The lawsuits also include three gas stations:

  • Jenny’s Shell Station, LLC, at 461 Bloomfield Avenue, Bloomfield. This gas station allegedly raised the price for cash sales of regular gas from $3.70 per gallon to $4.50 per gallon, an increase of 22 percent, during the state of emergency. The company also allegedly raised the price for cash sales of plus-grade gasoline and “V-Power” gasoline by 18 and 17 percent, respectively. It also allegedly violated the price gouging law by increasing its markup from cost for regular gasoline by 23 percent. The Division of Consumer Affairs received complaints from approximately 12 consumers about this company.
  • Empire Oil, LLC, d/b/a Delta at 7319 Bergenline Avenue, North Bergen. This gas station allegedly raised the price for cash sales of regular gas from $3.40 per gallon to $4.10 per gallon, an increase of 21 percent, during the state of emergency. The company also allegedly raised the price for cash sales of supreme-grade gasoline by 22 percent. It also allegedly violated the price gouging law by increasing its markup from cost by as much as 14 percent, after receiving shipments of fuel on November 2 and 3. The Division of Consumer Affairs received complaints from approximately 10 consumers about this company.

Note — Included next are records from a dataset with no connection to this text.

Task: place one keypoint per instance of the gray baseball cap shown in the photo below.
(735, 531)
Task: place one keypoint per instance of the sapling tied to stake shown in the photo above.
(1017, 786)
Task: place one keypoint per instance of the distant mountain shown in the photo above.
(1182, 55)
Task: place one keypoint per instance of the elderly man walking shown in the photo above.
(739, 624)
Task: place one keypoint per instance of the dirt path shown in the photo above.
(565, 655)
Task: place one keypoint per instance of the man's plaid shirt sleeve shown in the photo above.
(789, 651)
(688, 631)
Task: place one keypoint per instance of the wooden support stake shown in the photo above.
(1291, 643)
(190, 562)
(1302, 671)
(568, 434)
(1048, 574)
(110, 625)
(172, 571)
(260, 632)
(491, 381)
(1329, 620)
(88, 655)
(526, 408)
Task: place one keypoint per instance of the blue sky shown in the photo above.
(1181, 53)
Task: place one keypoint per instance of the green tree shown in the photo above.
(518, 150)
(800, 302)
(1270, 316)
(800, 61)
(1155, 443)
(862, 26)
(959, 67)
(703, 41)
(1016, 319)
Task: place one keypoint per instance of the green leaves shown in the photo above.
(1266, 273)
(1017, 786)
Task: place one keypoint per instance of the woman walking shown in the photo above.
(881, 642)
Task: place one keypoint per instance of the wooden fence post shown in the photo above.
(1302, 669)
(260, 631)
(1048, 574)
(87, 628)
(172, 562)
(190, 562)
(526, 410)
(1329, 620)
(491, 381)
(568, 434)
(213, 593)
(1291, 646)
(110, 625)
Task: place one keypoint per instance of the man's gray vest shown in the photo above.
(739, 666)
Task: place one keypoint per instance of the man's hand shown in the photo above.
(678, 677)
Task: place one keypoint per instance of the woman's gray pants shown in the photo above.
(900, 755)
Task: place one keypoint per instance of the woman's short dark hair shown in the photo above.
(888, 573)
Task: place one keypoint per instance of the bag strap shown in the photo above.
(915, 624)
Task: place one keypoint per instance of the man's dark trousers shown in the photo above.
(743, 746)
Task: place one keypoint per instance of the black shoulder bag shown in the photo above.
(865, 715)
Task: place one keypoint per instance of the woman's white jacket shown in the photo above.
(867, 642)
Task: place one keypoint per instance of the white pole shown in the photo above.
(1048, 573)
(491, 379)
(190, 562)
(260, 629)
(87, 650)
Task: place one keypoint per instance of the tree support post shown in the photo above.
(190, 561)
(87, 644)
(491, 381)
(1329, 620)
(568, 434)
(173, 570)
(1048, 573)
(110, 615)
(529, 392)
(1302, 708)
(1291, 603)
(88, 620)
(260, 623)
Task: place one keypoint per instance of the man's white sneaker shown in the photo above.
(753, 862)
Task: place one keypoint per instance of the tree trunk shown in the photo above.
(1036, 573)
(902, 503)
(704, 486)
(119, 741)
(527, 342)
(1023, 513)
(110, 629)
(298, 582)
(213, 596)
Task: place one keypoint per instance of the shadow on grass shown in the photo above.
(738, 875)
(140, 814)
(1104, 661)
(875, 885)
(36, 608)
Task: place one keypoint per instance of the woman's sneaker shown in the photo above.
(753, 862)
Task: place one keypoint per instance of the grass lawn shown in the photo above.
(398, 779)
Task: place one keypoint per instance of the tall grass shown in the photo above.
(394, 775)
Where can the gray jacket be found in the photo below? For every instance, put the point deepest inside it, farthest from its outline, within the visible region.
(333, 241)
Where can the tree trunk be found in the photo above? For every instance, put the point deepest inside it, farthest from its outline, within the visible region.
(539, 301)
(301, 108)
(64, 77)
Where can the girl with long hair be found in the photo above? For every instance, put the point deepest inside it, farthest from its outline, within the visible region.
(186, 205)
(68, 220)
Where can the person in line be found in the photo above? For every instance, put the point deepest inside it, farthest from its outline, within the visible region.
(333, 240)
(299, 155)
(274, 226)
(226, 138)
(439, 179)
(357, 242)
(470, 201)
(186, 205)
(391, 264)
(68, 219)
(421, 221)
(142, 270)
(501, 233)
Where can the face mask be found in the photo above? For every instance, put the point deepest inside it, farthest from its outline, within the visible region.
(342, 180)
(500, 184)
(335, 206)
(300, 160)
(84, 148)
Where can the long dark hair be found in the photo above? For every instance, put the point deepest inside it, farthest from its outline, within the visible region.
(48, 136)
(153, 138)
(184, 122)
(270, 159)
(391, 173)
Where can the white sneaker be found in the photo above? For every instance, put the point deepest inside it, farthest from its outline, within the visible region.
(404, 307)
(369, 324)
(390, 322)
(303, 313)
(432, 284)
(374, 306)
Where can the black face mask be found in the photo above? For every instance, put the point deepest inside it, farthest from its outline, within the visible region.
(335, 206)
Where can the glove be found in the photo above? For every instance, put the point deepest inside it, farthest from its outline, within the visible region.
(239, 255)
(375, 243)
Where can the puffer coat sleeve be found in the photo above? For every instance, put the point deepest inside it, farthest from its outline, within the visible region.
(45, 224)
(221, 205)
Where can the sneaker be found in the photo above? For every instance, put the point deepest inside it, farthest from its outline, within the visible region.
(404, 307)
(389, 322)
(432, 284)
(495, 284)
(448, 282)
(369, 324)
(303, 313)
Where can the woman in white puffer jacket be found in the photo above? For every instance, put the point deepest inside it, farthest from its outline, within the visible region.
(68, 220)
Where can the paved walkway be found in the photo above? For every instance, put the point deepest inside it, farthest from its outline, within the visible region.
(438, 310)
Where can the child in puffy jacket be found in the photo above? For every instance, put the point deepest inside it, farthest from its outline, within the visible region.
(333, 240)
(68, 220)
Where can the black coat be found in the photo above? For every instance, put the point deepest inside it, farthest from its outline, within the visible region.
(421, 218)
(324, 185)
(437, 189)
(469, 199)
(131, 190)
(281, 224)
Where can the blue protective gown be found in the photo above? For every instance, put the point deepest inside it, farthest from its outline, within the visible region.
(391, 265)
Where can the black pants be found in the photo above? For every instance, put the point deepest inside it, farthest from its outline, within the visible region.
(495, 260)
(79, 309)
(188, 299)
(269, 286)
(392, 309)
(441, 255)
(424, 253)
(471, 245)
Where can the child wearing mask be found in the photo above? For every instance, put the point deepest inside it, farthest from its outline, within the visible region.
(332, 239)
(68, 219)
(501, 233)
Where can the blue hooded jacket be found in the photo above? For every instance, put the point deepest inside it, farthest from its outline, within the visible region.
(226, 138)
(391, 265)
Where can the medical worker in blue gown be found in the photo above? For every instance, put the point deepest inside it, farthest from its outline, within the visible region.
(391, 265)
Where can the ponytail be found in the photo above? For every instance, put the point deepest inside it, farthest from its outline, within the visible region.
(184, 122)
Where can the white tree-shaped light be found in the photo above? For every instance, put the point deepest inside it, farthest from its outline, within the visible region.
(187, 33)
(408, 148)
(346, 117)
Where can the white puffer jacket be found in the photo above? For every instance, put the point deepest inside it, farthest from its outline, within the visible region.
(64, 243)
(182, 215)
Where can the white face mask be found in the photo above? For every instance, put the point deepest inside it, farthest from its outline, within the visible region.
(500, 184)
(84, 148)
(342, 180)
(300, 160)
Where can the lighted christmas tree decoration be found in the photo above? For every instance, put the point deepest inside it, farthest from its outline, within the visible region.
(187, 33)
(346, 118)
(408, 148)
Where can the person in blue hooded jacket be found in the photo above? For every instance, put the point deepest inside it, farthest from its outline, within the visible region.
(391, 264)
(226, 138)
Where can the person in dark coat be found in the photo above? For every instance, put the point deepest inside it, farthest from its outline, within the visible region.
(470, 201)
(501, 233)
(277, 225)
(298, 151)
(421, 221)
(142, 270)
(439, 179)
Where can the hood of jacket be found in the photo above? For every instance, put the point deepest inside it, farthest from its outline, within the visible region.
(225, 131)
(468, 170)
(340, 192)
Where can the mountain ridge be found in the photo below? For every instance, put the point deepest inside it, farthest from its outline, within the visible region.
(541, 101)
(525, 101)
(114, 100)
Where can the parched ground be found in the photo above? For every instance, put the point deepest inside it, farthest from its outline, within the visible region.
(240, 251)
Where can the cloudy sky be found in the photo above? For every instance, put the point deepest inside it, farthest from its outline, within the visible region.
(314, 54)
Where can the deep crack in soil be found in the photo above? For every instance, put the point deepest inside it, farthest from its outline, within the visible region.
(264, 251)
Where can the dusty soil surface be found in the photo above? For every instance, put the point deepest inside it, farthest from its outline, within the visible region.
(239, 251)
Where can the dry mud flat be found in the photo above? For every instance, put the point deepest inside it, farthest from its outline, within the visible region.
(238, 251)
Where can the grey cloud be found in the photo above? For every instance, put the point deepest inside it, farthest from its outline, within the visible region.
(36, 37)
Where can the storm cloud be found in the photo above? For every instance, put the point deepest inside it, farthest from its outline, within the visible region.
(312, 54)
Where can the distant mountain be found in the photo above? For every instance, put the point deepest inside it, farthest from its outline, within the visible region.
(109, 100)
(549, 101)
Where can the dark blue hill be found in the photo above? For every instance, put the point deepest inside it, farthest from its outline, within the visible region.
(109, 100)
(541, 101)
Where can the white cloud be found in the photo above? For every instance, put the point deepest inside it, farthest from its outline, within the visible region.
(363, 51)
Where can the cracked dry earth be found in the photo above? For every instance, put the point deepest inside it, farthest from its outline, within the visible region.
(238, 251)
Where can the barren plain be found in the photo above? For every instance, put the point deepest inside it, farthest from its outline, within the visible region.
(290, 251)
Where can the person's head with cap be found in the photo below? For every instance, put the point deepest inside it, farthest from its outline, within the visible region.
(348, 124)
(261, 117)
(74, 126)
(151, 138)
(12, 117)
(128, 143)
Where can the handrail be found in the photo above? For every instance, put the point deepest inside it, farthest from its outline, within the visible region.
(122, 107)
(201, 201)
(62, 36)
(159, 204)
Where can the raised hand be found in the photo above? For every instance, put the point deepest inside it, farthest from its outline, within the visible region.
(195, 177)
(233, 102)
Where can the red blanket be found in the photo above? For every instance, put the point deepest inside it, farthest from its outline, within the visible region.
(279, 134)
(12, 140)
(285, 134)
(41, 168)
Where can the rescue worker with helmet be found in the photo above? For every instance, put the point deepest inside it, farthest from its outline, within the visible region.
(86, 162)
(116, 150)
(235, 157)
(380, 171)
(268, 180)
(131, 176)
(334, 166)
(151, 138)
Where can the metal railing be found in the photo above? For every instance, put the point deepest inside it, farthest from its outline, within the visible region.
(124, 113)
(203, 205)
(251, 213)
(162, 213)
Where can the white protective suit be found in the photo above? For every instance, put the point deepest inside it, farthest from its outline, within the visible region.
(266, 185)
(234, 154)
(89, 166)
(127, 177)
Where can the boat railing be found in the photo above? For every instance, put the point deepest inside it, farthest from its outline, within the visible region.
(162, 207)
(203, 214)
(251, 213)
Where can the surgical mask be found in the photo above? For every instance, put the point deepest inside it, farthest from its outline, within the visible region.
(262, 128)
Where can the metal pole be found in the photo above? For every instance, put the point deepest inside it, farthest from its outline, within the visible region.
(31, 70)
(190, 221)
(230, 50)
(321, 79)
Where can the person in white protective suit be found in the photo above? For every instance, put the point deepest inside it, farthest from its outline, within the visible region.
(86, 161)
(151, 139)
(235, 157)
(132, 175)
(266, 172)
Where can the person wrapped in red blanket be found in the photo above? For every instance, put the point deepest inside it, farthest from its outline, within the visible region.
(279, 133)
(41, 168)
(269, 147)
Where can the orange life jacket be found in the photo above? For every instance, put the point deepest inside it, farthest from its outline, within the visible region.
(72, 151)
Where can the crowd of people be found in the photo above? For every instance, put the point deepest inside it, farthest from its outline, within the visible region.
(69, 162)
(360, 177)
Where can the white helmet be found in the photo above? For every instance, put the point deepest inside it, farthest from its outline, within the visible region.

  • Shiv Shivam Inc., d/b/a Lukoil at 152 Old New Brunswick Road, Piscataway. This gas station allegedly raised the price for cash sales of regular gas from $3.49 to $4.50 per gallon during the state of emergency – while the cost to the station for regular gasoline increased by only 7 cents per gallon. The business allegedly violated the price gouging law by raising its markup from cost for regular gasoline by 17.5 percent. The Division of Consumer Affairs received complaints from approximately 16 consumers about this company.